The activity assays of His6-PnpE and His6-PnpF were carried out by sequential catalyzes in order to investigate whether these two enzymes were also involved in 3M4NP degradation. The substrate of PnpE was 2-methyl-4-hydroxymuconic semialdehyde formed from the above PnpCD-catalyzed dioxygenation of MHQ. The absorbance of 2-methyl-4-hydroxymuconic semialdehyde (λmax, 320 nm) became progressively lower after addition of His6-PnpE, together with the production of NADH (Figure 7C), presumably forming 2-methylmaleylacetate. Subsequently, the reaction mixture of PnpE-catalyzed reaction was used to assay the activity of PnpF. As shown in Figure 7D, NADH was consumed gradually upon the addition of purified PnpF to the assay mixture, indicating that PnpF has 2-methylmaleylacetate reduction activity, presumably producing 2-methy-4-ketoadipate (Figure 3A).

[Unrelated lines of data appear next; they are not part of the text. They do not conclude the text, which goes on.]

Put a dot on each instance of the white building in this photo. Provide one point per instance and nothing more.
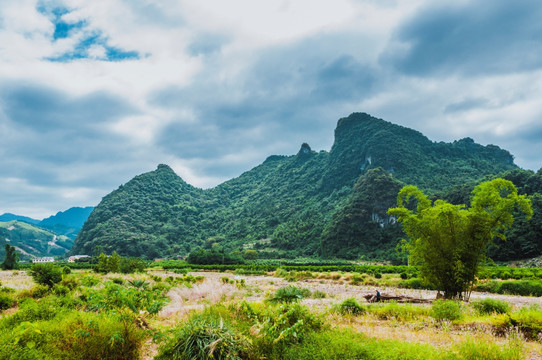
(75, 257)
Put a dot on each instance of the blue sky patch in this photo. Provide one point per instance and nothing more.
(64, 30)
(81, 51)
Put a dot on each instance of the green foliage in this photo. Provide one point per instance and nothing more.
(362, 226)
(10, 259)
(205, 336)
(132, 265)
(449, 242)
(289, 294)
(490, 306)
(282, 206)
(350, 306)
(395, 311)
(46, 274)
(72, 335)
(32, 240)
(446, 310)
(287, 324)
(203, 256)
(474, 349)
(137, 298)
(6, 302)
(349, 344)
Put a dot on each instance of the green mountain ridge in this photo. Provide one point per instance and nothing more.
(290, 205)
(32, 241)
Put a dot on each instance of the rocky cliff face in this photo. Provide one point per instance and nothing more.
(288, 199)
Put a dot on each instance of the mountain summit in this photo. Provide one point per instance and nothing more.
(287, 205)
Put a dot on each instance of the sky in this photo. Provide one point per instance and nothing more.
(93, 93)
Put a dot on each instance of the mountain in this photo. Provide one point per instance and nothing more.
(31, 241)
(289, 206)
(67, 222)
(11, 217)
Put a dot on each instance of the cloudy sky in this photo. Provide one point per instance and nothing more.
(93, 93)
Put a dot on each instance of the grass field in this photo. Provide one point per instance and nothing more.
(330, 319)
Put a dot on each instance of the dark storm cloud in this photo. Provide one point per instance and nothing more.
(466, 104)
(288, 95)
(207, 44)
(46, 109)
(472, 38)
(46, 130)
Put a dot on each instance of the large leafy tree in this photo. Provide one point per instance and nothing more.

However, no oxidation of NADH was observed when H6-PnpF was omitted from the reaction mixture (Figure 7E). Although the transcription level of npc cluster has no apparent increase after 3M4NP induction, the purified His6-NpcCD, His6-NpcE, and His6-NpcF were also found to have the ability to catalyze the sequential conversion of MHQ, and the spectra changes are similar to those shown in Figure 7.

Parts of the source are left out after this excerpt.